La Lombardia poi è stata per secoli, a partire dal tardo Rinascimento, terra di appartenenza di pittori votati interamente alla natura, e in specie alla natura morta, tra i quali il più grande interprete è stato Caravaggio, milanese di nascita, ma giù giù fino alla fine dell‘Ottocento e ancora addentrandoci nel Novecento il gusto degli artisti e la loro tecnica sono cimentati nell‘impresa di ricostruire con i pennelli il mondo naturale che li aveva interessati e affascinati. In questo solco tracciato da così lontano si incontra oggi anche la pittura di Caterina Plodari.

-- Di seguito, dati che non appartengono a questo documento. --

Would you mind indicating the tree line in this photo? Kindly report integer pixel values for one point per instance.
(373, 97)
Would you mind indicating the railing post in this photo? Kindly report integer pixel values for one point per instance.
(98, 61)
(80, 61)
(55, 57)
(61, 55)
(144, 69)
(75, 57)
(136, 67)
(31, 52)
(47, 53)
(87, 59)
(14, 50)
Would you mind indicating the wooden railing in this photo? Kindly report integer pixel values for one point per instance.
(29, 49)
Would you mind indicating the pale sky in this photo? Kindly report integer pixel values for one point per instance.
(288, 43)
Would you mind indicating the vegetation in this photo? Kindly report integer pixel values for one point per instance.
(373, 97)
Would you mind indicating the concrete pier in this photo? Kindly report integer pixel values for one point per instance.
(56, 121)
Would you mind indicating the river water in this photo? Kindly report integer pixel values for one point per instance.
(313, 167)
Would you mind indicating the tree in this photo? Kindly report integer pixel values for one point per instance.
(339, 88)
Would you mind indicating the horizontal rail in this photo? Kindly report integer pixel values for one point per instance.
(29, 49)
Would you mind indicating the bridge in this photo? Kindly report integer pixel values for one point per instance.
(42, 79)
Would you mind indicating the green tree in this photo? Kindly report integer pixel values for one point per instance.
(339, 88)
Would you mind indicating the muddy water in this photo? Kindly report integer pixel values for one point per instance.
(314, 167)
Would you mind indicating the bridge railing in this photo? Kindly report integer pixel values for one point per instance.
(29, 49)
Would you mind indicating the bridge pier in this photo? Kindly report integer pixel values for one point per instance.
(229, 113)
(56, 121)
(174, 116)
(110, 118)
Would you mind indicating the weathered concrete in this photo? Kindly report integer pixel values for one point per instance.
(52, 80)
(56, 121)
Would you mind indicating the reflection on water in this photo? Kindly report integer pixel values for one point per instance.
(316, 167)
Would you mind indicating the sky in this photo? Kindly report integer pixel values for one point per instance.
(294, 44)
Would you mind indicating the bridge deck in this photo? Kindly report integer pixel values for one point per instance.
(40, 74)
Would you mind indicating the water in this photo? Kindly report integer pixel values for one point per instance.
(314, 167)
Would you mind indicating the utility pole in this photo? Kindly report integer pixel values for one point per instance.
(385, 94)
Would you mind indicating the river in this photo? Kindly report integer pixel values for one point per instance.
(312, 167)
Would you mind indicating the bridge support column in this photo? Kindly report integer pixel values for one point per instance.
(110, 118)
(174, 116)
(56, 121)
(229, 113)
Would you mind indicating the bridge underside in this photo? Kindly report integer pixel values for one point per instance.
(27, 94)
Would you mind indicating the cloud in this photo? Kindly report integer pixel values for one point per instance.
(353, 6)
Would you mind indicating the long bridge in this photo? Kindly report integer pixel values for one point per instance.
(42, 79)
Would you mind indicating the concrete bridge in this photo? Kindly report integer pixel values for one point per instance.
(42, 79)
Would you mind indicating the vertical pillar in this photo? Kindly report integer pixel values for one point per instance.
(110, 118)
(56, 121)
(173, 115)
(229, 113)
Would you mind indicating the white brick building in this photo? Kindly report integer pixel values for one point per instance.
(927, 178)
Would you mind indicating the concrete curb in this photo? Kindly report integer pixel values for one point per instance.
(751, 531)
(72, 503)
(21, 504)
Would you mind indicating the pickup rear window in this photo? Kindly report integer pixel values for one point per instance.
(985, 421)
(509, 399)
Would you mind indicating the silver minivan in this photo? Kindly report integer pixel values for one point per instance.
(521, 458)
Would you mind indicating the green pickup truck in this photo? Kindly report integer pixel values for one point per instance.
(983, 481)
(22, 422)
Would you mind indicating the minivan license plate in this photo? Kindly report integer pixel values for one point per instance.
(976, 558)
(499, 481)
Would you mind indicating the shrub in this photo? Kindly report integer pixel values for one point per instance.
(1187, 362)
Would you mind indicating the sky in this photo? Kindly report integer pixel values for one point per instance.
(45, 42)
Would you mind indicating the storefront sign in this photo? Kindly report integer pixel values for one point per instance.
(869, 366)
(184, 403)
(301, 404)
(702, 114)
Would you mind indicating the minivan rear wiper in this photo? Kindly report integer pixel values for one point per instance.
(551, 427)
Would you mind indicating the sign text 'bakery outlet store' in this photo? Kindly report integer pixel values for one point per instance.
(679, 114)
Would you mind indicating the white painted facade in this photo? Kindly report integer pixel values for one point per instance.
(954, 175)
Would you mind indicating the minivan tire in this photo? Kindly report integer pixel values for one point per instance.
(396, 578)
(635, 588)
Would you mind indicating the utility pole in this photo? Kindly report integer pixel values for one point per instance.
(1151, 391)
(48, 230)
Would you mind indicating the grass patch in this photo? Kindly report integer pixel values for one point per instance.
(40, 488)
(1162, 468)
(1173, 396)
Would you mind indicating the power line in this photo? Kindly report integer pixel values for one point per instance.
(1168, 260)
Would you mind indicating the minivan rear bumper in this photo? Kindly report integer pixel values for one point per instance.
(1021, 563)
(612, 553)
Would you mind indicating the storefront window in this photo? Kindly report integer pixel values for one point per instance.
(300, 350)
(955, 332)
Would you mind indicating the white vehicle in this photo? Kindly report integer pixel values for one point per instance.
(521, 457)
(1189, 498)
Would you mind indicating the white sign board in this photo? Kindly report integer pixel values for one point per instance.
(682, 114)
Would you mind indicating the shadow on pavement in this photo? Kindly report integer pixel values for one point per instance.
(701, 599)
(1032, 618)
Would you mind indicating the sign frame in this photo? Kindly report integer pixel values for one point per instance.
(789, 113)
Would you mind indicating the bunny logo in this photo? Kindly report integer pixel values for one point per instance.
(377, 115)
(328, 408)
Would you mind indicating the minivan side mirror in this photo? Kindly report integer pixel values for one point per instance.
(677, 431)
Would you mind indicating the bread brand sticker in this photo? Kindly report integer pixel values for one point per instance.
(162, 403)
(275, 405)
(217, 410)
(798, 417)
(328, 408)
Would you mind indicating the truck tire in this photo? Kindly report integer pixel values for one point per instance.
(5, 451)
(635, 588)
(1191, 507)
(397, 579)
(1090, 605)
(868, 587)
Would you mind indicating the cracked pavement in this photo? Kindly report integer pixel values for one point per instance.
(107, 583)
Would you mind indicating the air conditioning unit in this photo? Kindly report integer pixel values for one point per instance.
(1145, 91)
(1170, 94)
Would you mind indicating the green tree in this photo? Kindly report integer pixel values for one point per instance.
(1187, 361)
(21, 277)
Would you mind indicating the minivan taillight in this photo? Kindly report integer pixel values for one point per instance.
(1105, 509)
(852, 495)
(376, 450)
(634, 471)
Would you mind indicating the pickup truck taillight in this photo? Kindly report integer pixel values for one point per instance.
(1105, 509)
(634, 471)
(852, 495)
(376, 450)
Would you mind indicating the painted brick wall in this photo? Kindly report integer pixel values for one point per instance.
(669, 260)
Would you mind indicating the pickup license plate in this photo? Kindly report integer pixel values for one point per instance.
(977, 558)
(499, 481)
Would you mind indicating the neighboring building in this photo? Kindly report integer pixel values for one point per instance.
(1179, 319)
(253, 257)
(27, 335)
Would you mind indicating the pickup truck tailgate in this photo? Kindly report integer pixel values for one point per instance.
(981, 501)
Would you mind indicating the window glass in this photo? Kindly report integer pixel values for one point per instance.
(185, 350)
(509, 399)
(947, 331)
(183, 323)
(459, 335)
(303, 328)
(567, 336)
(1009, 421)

La sua ricerca espressiva è partita da lontano e progressivamente ha raggiunto una maturità stilistica che ora possiamo ammirare nella capacità di fondere, forse inconsapevolmente, tutte le istanze che hanno costituito nel tempo la pittura di natura.
Fiori e frutta, paesaggi e composizioni ci sono presentati nella loro verità fattuale ma trasfigurati e, per quanto veritieri essi denunciano immediatamente nel tratto sfaldato, nella sovrapposizione delle linee di contorno, insomma in quel non stare ai patti della tecnica di rappresentazione mimetica della realtà che tanto era cara ai pittori dell‘accademia, dal Seicento alla fine dell‘Ottocento, la loro esistenza autonoma. Sembrerebbe di poter dire che Caterina Plodari è partita da quella pittura di ricerca e di impressione luministica e di atmosfere tipiche della seconda metà dell‘Ottocento. La sua pittura ci racconta la bellezza delle composizioni floreali e della natura morta e la suggestione di paesaggi evocati senza che necessariamente si debba andare con la mente a richiamare il dove e il quando queste visioni sono esistite davvero.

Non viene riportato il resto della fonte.